Nitric Acid

Nitric acid manufacture and uses

Many chemical processes employ platinum group metal catalysts to improve the efficiency of various reactions.  Platinum-based catalysts have now been used in the commercial manufacture of nitric acid for a century.

Nitric acid is made in three stages. The first step is the oxidation of ammonia gas with air to form nitric oxide. In order to achieve a high conversion efficiency, this is normally carried out at pressure over a platinum-rhodium catalyst. The nitric oxide is cooled and further oxidised to form nitrogen dioxide, which is then absorbed in water to nitric acid.

The principal end-use of nitric acid is in the production of nitrogen fertilizers, an important source of plant nutrients. Non-fertilizer uses include the production of: explosive-grade ammonium nitrate; adipic acid, for making nylon, and toluene diisocyanate, for manufacturing polyurethane.
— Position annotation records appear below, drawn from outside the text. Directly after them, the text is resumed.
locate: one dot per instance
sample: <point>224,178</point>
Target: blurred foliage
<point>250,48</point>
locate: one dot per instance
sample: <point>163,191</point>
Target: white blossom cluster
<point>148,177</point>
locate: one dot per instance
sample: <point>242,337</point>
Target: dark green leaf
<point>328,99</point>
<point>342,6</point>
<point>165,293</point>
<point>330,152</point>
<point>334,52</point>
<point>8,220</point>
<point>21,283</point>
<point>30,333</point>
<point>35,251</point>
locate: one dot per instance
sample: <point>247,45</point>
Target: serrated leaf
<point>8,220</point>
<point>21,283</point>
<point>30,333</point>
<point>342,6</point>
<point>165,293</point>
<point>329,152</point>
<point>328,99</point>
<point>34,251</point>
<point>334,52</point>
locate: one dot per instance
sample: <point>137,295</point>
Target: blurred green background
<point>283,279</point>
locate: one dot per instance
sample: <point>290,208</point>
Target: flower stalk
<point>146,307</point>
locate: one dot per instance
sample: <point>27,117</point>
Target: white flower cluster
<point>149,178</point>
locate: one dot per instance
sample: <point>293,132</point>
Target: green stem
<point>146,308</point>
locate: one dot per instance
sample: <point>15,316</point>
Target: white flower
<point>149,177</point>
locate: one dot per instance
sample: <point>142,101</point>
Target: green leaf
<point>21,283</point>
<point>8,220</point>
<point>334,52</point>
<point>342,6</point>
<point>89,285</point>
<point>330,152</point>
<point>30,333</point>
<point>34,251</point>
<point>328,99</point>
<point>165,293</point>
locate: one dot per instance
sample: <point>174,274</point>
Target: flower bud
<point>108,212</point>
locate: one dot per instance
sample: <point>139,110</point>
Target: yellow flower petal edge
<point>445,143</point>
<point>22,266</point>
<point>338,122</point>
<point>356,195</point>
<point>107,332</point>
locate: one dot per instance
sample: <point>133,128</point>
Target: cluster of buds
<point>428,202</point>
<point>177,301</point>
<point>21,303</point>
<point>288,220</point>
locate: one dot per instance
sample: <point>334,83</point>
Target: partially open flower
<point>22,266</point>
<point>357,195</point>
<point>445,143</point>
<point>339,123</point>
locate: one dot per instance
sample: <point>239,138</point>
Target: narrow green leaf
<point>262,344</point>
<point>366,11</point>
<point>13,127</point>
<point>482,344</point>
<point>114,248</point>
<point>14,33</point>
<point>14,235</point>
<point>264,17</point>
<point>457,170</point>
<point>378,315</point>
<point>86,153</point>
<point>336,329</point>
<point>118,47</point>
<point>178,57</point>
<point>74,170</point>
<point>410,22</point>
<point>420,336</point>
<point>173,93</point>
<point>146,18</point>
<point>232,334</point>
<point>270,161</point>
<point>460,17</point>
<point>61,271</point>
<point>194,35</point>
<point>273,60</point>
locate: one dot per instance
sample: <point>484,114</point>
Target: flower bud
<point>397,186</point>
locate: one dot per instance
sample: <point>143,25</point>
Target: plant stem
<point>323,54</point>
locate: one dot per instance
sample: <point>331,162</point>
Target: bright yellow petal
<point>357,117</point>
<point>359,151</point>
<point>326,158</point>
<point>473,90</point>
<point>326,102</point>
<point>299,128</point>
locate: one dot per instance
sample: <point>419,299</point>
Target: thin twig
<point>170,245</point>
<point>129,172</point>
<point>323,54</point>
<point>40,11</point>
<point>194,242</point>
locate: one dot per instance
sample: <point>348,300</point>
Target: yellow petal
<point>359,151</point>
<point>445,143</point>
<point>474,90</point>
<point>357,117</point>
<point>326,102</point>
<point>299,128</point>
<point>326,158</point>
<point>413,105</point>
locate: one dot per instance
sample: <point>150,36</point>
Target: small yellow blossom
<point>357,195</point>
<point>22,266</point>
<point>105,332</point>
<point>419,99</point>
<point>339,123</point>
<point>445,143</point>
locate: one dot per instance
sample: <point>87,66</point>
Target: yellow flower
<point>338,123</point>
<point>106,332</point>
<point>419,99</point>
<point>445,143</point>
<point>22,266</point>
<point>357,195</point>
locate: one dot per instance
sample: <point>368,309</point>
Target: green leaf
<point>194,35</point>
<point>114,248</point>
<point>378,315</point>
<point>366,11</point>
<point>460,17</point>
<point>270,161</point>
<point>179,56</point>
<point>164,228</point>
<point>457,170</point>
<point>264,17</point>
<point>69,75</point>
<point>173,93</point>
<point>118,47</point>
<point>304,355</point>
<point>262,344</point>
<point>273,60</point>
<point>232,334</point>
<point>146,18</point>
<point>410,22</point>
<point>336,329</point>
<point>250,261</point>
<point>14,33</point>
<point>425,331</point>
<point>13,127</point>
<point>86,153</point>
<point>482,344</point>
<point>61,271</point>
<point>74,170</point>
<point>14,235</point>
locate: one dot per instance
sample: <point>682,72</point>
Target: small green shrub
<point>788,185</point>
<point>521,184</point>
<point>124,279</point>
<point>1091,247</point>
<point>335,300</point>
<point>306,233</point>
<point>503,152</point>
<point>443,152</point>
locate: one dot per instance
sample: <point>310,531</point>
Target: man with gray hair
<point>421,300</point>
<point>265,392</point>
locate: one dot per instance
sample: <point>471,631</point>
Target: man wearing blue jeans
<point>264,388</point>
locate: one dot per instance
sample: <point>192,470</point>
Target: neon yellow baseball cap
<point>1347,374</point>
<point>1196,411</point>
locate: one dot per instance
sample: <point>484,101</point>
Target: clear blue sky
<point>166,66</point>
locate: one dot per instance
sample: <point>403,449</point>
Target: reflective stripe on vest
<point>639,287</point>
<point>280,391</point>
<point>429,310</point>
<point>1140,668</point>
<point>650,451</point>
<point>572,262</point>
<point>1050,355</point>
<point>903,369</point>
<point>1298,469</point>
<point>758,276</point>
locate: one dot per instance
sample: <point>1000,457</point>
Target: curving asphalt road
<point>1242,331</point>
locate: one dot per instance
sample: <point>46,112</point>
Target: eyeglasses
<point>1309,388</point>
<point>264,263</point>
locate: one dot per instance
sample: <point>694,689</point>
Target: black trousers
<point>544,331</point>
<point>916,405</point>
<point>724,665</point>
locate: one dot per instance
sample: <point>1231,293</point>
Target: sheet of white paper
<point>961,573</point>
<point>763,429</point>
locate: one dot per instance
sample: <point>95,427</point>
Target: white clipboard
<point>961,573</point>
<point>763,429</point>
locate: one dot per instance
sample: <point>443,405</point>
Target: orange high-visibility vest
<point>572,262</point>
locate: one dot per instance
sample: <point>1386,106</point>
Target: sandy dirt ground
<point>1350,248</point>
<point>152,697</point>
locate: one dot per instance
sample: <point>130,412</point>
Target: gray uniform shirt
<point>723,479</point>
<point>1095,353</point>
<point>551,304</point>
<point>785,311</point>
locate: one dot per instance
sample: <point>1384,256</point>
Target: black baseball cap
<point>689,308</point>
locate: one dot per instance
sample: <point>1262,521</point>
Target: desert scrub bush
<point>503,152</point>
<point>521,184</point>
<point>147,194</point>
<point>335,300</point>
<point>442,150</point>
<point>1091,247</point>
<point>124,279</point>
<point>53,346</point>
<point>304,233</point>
Platinum group metal catalyst gauze

Pgm catalysts for nitric acid production take the form of a gauze made out of fine wire. When nitric acid was first produced commercially in 1904, a platinum-only catalyst was used. Rhodium was later added for strength and to reduce the amount of platinum lost during conversion of the gas.

Palladium-based "catchment" or "getter" gauze was introduced in 1968 to further reduce losses of platinum and rhodium, which can be as high as 300 mg per tonne of acid produced. The catchment sits downstream of the gas flow and collects pgm vapourised from the catalyst.

Until 1990, the catalysts and catchments used in ammonia oxidation were in the form of woven gauze. Johnson Matthey Noble Metals then introduced a revolutionary knitted gauze, increasing the efficiency of conversion and extending the catalyst life. This has since become the industry standard.